Central Bank of China working on crypto
The Chinese central bank, The Peoples Bank of China (PBoC) held its 2018 National Currency, Gold, and Silver Conference on March 28.
Among the topics discussed was cryptocurrency regulations.
Fan Yifei, the Deputy Governor of the PBoC, delivered a speech declaring to protect the value of the Chinese Yuan.
Many of his plans to protect the national currency involved controlling “unofficial” currencies.
Although, he also revealed that the PBoC is developing its own digital currency.
Speaking of the government-developed cryptocurrency, Fan said:
“Efforts were made (by the PBoC to strengthen the management … steadily promoted the development of the central bank’s digital currency.”
Later in his speech, when naming the coming year’s objectives, he called on the bank to “solidly promote the R&D of the central bank’s digital currency.”
When discussing measure to protect the Yuan, he said the government must “carry out rectification of various types of virtual currencies.”
Throughout his speech, Fan avoided speaking outright of China’s regulatory stance on cryptocurrency.
Crackdown in China
China was once a dominant market for Bitcoin, but the nation has recently cracked down on both foreign and domestic cryptocurrencies.
Shutting down cryptocurrency exchanges, banning ICOs and freezing trader’s accounts have all become a familiar practice.
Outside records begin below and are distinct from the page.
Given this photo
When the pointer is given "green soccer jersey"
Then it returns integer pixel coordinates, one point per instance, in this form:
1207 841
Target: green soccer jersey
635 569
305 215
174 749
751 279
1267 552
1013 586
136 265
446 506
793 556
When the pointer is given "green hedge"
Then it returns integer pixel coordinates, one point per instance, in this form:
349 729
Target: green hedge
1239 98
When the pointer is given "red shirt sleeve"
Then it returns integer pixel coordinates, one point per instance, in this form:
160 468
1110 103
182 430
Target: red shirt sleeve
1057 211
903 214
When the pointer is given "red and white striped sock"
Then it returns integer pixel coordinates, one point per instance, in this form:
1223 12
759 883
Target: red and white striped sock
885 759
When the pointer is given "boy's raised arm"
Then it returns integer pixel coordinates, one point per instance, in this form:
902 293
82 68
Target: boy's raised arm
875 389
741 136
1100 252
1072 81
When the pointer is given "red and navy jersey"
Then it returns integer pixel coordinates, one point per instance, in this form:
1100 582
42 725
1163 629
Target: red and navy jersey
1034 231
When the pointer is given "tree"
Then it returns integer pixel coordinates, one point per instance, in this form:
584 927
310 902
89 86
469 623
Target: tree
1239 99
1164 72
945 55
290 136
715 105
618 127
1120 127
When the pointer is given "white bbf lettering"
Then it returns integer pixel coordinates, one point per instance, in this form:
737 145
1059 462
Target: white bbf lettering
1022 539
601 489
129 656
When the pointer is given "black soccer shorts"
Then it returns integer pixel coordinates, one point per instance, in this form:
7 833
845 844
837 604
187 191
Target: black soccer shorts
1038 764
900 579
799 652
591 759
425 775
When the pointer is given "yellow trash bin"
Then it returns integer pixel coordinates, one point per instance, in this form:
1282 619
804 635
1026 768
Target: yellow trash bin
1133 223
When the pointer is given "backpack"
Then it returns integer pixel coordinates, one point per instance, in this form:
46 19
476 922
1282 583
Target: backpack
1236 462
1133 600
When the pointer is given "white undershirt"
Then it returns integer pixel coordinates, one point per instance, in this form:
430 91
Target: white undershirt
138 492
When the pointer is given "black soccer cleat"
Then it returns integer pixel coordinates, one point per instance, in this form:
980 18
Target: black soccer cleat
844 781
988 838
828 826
Zhou Xiaochuan, the Chinese central bank’s governor, has been adamant that the government does not recognize digital currencies as being equal to fiat, saying:
“The banking system does not accept it.”
Despite these views, the PBoC is developing its own “official” cryptocurrency called Digital Currency for Electronic Payment (DCEP).
The new digital currency will be in development until its launch in 2019.
According to Xiaochuan, the virtual currency will strictly suit the needs of the country.
He said the focus for the DCEP would be on “convenience, rapidity, and low cost in a retail payment system.”
It will also “take into account security and protection of privacy,” he added.